Wutbürgers Reisen

Ugandische Schnapswerbung

Wie erträgt man reisende Wutbürger? – Ugandische Schnapswerbung

Von unserer Tourismusbeauftragten Charlotte Sophie Meyn

 

„Marokko, Tunesien, das sind doch sichere Herkunftsländer!“ ruft er, der Wutbürger. „Da machen wir Deutschen doch Urlaub!“ Letztes Jahr, da war er doch mit weg.de im Cluburlaub in Hammamet und da war doch alles super! Toller Strand, tolles Meer, tolles Wetter, die komischen nichtweißen Menschen haben ein bisschen gestört, da hatte er immer Angst, die könnten sich an seine Uschi heranmachen, man weiß ja, wie die sind, die orientalischen Männer, aber die kamen nur zum Kellnern und Putzen in die Hotelanlage, von daher war es dann wieder okay. Mit denen geredet hat er nicht, wie denn auch, die können ja kein Deutsch. Aber so schick wie die angezogen waren, ging es denen bestimmt nicht schlecht.
Die Verfasserin schreibt dies übrigens in einem Hotelzimmer in Kampala/Uganda.
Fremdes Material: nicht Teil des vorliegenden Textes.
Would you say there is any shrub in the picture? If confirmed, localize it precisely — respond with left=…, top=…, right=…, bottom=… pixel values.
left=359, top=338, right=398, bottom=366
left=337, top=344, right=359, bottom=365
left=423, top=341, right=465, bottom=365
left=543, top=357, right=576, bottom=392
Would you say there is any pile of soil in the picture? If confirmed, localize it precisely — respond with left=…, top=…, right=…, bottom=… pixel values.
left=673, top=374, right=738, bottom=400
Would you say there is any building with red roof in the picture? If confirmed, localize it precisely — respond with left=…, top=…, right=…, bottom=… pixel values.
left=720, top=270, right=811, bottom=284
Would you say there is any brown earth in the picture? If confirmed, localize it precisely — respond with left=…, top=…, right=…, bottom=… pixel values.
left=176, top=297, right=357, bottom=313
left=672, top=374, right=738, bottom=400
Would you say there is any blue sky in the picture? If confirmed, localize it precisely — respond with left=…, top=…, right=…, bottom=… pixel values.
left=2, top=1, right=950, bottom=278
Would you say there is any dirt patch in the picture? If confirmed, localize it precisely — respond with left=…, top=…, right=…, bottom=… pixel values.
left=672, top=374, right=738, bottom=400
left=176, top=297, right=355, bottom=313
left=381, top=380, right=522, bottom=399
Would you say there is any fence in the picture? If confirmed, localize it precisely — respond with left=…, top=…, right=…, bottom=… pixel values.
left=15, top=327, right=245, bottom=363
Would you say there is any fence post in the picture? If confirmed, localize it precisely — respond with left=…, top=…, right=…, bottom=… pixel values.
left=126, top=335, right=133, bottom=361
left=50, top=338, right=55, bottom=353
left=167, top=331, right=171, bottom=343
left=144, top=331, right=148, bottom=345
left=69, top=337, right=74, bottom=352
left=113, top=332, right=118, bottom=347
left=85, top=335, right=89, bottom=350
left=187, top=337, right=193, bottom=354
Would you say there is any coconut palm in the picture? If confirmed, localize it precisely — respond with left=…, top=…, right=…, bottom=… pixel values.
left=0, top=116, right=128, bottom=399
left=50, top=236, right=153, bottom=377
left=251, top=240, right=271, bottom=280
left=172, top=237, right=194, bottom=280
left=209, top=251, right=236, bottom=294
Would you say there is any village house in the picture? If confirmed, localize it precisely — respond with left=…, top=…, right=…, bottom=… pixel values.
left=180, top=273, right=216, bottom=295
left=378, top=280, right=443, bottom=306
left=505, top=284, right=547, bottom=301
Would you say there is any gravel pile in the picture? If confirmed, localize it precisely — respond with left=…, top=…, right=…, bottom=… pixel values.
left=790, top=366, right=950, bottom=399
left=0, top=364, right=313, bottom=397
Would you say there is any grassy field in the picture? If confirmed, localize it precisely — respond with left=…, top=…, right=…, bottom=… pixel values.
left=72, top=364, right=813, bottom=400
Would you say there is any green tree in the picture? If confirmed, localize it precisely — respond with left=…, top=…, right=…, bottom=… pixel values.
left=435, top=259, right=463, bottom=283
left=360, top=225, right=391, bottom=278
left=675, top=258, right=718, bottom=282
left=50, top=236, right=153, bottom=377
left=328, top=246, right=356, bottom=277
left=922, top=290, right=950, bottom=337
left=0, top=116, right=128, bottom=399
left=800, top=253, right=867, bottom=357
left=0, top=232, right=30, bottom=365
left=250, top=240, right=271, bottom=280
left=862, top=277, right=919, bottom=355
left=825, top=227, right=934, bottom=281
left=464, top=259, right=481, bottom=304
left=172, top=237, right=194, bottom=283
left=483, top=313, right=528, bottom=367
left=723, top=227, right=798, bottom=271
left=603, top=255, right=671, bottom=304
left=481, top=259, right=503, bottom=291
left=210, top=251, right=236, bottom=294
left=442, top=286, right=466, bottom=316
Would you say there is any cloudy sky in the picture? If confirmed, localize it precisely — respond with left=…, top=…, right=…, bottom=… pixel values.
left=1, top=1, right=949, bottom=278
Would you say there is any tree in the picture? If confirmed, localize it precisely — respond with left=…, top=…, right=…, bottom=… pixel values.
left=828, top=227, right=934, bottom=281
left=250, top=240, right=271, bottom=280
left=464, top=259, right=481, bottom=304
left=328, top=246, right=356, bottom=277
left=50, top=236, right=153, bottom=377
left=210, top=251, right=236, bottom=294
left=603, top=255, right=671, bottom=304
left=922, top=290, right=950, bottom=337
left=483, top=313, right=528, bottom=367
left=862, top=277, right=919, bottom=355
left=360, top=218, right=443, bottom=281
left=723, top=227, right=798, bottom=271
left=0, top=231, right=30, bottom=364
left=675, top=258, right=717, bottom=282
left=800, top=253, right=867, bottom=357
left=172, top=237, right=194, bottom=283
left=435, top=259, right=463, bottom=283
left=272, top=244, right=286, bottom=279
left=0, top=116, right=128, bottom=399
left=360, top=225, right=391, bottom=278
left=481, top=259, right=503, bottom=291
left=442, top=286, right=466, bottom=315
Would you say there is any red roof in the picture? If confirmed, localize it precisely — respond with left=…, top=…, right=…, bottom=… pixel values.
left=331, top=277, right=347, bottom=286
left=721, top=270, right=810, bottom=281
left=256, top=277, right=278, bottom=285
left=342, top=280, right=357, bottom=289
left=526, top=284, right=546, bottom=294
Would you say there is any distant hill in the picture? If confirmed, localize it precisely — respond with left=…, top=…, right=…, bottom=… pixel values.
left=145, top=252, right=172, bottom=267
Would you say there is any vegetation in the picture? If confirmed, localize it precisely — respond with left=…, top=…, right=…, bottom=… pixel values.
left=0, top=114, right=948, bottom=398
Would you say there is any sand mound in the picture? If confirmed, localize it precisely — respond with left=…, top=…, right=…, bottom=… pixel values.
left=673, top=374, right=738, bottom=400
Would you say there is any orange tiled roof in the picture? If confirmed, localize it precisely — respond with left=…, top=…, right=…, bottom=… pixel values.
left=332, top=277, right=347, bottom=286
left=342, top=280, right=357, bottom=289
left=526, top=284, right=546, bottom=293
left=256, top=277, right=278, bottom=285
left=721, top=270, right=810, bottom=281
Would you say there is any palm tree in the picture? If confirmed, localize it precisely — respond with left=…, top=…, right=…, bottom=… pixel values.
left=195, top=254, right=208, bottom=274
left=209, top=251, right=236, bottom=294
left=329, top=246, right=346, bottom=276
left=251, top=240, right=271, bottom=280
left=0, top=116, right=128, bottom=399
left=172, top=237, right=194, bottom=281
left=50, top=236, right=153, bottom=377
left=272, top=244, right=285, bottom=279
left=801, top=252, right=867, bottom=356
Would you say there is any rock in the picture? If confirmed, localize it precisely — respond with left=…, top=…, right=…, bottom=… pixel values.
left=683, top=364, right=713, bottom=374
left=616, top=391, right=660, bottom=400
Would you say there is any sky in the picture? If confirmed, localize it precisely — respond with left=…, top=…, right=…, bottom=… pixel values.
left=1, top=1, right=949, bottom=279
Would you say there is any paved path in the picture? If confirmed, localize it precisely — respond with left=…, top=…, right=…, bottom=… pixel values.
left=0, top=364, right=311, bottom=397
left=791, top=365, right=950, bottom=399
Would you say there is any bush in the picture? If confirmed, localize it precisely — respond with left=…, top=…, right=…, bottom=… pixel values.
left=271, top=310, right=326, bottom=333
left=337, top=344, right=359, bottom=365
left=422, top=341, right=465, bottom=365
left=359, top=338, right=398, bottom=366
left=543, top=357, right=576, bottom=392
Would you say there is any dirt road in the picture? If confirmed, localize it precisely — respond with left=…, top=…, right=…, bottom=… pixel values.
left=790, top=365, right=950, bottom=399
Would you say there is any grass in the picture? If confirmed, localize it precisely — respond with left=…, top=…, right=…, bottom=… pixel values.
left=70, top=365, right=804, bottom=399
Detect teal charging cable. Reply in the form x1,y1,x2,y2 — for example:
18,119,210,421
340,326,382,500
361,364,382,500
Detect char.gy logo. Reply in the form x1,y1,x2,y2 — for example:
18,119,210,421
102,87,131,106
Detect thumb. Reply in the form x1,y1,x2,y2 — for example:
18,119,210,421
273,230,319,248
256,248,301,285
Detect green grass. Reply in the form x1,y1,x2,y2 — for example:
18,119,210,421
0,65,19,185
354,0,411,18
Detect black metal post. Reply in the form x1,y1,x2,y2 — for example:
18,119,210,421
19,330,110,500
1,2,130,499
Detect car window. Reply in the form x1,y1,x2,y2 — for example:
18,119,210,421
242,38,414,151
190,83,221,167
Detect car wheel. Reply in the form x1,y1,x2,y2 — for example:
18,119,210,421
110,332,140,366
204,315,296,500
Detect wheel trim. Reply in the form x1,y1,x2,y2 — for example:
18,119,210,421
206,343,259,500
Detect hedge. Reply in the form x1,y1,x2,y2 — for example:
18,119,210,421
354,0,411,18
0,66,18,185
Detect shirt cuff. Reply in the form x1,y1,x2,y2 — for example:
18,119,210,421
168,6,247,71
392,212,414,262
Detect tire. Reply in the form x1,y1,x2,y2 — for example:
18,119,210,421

Und sie könnte sich jetzt ein Schild basteln, auf dem steht „MUSEVENI IST EIN IDIOT“, das nächste Motorradtaxi besteigen und sich dann mit dem Schild auf die Kampala Road stellen. Wahrscheinlich würden schließlich einige Polizeibeamte kommen, sie auffordern, das Schild wegzutun, sie vielleicht sogar ausfragen und auf die Wache mitnehmen, vielleicht müsste sie ein Bußgeld bezahlen. Mehr aber auch nicht.
Hätte die Verfasserin keinen deutschen Pass und keine weiße Haut, würden die Polizisten sie wahrscheinlich zusammenschlagen. Und möglicherweise würde sie absehbarer Zeit an einem mysteriösen Unfall sterben. Das passiert manchmal mit Leuten, die den ugandischen Präsidenten kritisieren.
Aber die Verfasserin hat ihn eben, den Pass mit dem Bundesadler vornedrauf, und hat eben eine Hautfarbe, die an den Teint eines niedlichen rosa Babyferkels erinnert. Und deshalb darf sie ziemlich viel. Deshalb gibt es Bilder von ihr, auf denen sie durch die Innenstadt von Khartum streunt, in Jeans, im kurzärmeligen T-Shirt, und der Wind weht durch das durchschnittsmitteleuropäischmatschblonde Zeug, das auf ihrem Kopf wächst und von keinem Tuch bedeckt ist. Sudanesinnen oder auch eritreische Flüchtlingsfrauen würden für ein derart gewagtes Outfit im schlimmsten Fall ausgepeitscht. Und deshalb durfte die Verfasserin in Äthiopien mit einem anderen Babyferkelhautinhaber auf der Hotelterrasse Gespräche über die politischen Repressionen im Land führen, während die Einheimischen das Thema mieden, weil überall Spione der Regierung lauerten. Wie schrecklich die Zustände wirklich waren, fand sie erst heraus, als sie zufällig einem Journalisten begegnete, der kritische Dinge über die Regierung geschrieben hatte. Er zeigte ihr die Narben, die die Folter auf seinem Körper hinterlassen hatte.
Denn wenn man einen Bundesadlerpass und Babyferkelhaut hat, ist es, als hinge einem ein Schild über dem Kopf, auf dem steht: „ICH BRINGE GELD INS LAND. VIEL GELD. UND DARUM DARF ICH HIER ALLES.“ Tatsächlich bringt die Verfasserin gar nicht so viel Geld ins Land. Das Hotelzimmer, aus dem sie diese Zeilen schreibt, kostet sechs Euro pro Nacht. Aber der Schein genügt.
Und darum kann man als Urlauber, wenn man sich bemüht, allerhöchstens ein wenig an der Oberfläche kratzen. Aber wirklich beurteilen kann man nichts. Wirklich nichts.
Aber das versteht er nun einmal nicht, der Wutbürger.